Filling the Void with Stillness

 

“All changed, changed utterly

A terrible beauty is born.”

This is a snippet from William Butler Yeats’ Easter, 1916 that describes the poet’s torn emotions over the Irish’s bloody struggle for independence, from the British.

I had first come across the term (terrible beauty), many years ago, and since then, it has remained clasped to my being. I didn’t know what it meant then, but I was struck by the scathing sound that the words produced in my mouth. This feeling was revived, once again, when I heard Sanjeev Saith mention it, last month, while in conversation about his new photobook, A Negative Year. He alluded to the words with regards to a specific period in his life (between June 1992-June 1993), where he ‘witnessed a confluence of lives coming together’ akin to ‘seeing terrible beauty all around him.’

A photograph that I was particularly moved by is an image (untitled) that occurs in the latter half of the book. I am going to refrain from describing it, as it would diminish the fortitude surrounding the picture. But, I’ll leave you with this much… You’ll recognise the image by its melancholic red sky, its bright blue door, and its vibrant yellow wall. I am not sure what the moment meant to Sanjeev, but for me, it summed up the highs and extreme lows from the last 10 years of my life.

So what is this terrible beauty? There’s no one way of interpreting the term. But the way I see it, it’s having the foresight to recognise and appreciate the epiphany that might come out of a tragic situation. This is exactly what I experienced when Sanjeev’s image appeared on the screen. It felt strangely reassuring to see the triumph and vibrancy of light and colour, over the crimson sky. I wonder if he saw it too. It was, is, symbolic of a terrible beauty.

I am confounded by our ability to recognise beauty amidst the clutter of our collective fallacies. Some of us manage to find it in the scattered human interactions around us, while some of us have discovered it in the stillness surrounding us. I belong to the latter.

Although I didn’t know it then, but I have been photographing things that embody this terrible beauty. I’d always wonder why I was so incredibly drawn to insentient and discarded objects, or spaces that lacked human presence. However, with time, I discovered a far greater acceptance in the inanimate, than I have ever been able to, in the company of people. I have a special fondness for objects and motifs that have endured the trials and tribulations of being loved, used, and discarded. I suppose, it’s the reassurance of being in the presence of something familiar, that is comforting.

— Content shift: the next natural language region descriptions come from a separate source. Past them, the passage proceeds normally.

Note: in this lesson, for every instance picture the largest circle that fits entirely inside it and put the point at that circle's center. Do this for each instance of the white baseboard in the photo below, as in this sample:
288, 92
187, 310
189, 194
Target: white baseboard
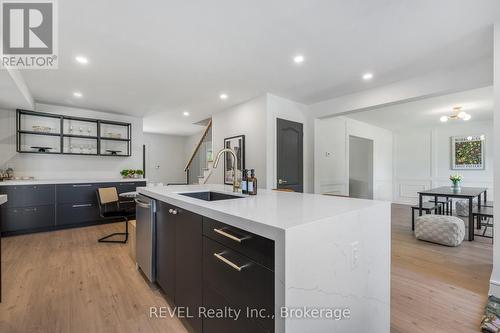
495, 288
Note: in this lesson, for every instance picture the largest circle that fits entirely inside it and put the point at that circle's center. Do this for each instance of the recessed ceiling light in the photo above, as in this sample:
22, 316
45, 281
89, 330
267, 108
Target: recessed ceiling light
82, 60
298, 59
367, 76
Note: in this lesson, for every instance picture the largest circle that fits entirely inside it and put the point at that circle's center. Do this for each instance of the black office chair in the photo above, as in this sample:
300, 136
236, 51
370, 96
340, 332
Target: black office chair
109, 209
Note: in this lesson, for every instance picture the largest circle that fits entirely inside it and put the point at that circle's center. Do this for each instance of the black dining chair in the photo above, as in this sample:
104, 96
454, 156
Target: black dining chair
484, 218
109, 209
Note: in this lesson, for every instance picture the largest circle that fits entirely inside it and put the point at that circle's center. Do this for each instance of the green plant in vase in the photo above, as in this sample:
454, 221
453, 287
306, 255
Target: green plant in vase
124, 173
456, 180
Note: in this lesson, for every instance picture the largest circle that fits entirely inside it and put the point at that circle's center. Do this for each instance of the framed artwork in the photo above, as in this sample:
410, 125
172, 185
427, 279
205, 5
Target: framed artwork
236, 143
467, 152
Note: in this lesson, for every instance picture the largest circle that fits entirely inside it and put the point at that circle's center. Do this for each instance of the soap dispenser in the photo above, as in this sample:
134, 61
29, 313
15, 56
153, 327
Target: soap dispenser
252, 183
244, 182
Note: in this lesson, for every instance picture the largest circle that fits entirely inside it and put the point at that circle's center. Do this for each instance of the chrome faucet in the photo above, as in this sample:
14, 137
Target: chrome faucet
233, 165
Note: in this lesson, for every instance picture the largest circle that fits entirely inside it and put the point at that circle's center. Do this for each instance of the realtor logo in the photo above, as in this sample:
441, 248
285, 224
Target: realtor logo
29, 34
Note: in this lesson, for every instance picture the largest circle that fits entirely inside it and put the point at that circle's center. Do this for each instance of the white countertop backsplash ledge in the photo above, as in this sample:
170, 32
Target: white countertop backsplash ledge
314, 239
281, 210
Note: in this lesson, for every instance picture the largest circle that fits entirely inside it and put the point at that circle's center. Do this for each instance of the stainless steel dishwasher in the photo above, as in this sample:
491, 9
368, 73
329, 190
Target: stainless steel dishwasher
146, 236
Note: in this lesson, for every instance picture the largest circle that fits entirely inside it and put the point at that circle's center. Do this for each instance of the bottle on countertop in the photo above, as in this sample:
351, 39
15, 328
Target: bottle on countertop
244, 182
252, 183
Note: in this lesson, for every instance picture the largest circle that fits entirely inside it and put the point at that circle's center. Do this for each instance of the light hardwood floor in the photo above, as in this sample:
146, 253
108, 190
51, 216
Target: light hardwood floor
436, 288
65, 281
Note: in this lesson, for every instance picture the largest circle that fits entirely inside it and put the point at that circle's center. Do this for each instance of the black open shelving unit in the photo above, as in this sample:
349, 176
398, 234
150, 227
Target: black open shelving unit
101, 141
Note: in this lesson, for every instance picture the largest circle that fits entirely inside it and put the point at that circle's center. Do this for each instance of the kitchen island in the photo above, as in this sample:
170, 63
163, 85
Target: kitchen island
3, 199
329, 260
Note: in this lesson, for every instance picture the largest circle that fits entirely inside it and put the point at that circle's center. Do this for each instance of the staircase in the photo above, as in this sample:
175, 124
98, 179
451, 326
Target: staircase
207, 172
200, 165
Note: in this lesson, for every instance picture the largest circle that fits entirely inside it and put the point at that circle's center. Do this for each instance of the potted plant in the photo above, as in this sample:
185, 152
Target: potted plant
456, 180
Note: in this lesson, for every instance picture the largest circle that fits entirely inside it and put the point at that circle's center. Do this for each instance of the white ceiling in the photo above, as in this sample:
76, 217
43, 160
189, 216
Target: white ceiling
159, 58
426, 113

As I grow older, my affinity to these objects has only increased manifold. The way I see them has also evolved. I’ve become more selective and perceptive about what to photograph and how to photograph it. I suppose, this just comes from simply growing up and discovering new ways of seeing. I also feel that, today, my impulse to shoot is dictated more by intuition than instinct. My only hope is that I continue to unravel newer aspects of the process, thereby learning more about myself and why I do what I do.